Discovery, czyli SUV większy niż duży. Przy wzroście 1,9 m mało kto zobaczy jego dach |
Że Discovery jest duży, to mało powiedziane. Długi na prawie pięć i wysoki na blisko 1,9 metra jest jednym z aut, których dach mało kto zobaczy. Pozycja kierowcy i widok na świat są takie, że inne duże SUV-y widziane z wnętrza Discovery wydają się małe jak zwykłe auta osobowe. Stylizacja nadwozia nie przestaje robić na nas wrażenia, nawet jeśli oglądany pod różnymi kątami Land Rover chwilami wygląda dziwnie – a to tylny zwis wydaje się za długi, a to przód sprawia wrażenie jakby był ścięty pod zbyt dużym kątem, a to znów tył nadwozia jest jakby aż za bardzo zaokrąglony.
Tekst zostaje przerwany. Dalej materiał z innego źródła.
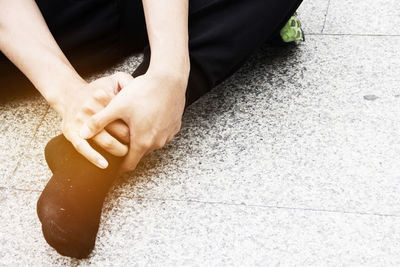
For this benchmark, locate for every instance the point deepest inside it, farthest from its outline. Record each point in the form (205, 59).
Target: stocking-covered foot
(70, 205)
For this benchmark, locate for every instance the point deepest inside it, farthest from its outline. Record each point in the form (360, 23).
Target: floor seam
(352, 34)
(268, 206)
(235, 204)
(326, 15)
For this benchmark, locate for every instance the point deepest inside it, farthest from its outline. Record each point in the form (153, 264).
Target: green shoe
(292, 33)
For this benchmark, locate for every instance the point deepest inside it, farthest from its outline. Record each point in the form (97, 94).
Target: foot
(69, 207)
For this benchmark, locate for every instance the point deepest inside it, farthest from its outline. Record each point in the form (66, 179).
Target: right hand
(80, 103)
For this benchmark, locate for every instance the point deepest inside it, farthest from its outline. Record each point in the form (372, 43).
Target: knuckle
(125, 133)
(145, 144)
(159, 144)
(101, 95)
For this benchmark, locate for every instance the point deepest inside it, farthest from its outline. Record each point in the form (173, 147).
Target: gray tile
(312, 15)
(171, 233)
(363, 17)
(33, 172)
(292, 128)
(19, 118)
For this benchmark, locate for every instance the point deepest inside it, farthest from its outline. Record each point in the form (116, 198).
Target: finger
(119, 130)
(110, 144)
(98, 121)
(83, 147)
(102, 97)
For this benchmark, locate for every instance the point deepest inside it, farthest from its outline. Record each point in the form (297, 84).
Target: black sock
(69, 207)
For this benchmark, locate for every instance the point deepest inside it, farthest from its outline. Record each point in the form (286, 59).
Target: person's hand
(152, 106)
(80, 104)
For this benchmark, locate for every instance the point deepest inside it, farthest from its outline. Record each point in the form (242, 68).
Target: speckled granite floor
(292, 161)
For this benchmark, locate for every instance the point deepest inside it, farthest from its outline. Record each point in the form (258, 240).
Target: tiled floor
(292, 161)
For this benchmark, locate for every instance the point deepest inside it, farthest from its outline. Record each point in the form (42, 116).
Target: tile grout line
(326, 16)
(352, 34)
(30, 142)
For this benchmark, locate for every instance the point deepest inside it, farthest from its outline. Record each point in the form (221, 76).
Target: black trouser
(222, 33)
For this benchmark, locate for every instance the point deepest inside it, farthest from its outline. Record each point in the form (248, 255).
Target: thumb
(99, 121)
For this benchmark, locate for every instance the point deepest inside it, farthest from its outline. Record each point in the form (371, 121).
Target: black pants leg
(223, 34)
Jednak Discovery zawsze wyglądały „inaczej”. Poza tym jedna z najstarszych zasad samochodowego designu mówi, że jeśli auto podoba się od razu, to znaczy, że się szybko wizualnie zestarzeje. Nie rozumiemy tylko jednego – dlaczego tablica rejestracyjna nie jest umieszczona centralnie na pokrywie bagażnika tylko nieco z boku? Kiedyś uzasadniało to montowane z tyłu koło zapasowe, dziś koła tam już dawno nie ma.
![]() |
Zaawansowane sterowanie układem napędowym pozwala na jazdę, jaką jeszcze nie tak dawno umożliwiały tylko hardcorowe terenówki |
Z fotela kierowcy widać całą pokrywę silnika, dzięki czemu łatwiej przyzwyczaić się do wymiarów nadwozia i manewrować Discovery, jakby był samochodem o połowę mniejszym. Podczas jazdy wszystko jest w harmonii – zawieszenie, układ kierowniczy i ośmiobiegowy automat działają jak jeden system. Kręcąc dużą kierownicą, masz doskonałe pojęcie o tym, co dzieje się z przednimi kołami; w zakrętach Land Rover zachowuje się prawie jak duża limuzyna. Nie jest naturalnie najostrzejszym SUV-em w prowadzeniu, bo przyciskany coraz bardziej siłami bocznymi traci część precyzji prowadzenia. Jest prawdopodobnie jednak najostrzejszym spośród tych, którymi w ogóle jest po co zjeżdżać w teren.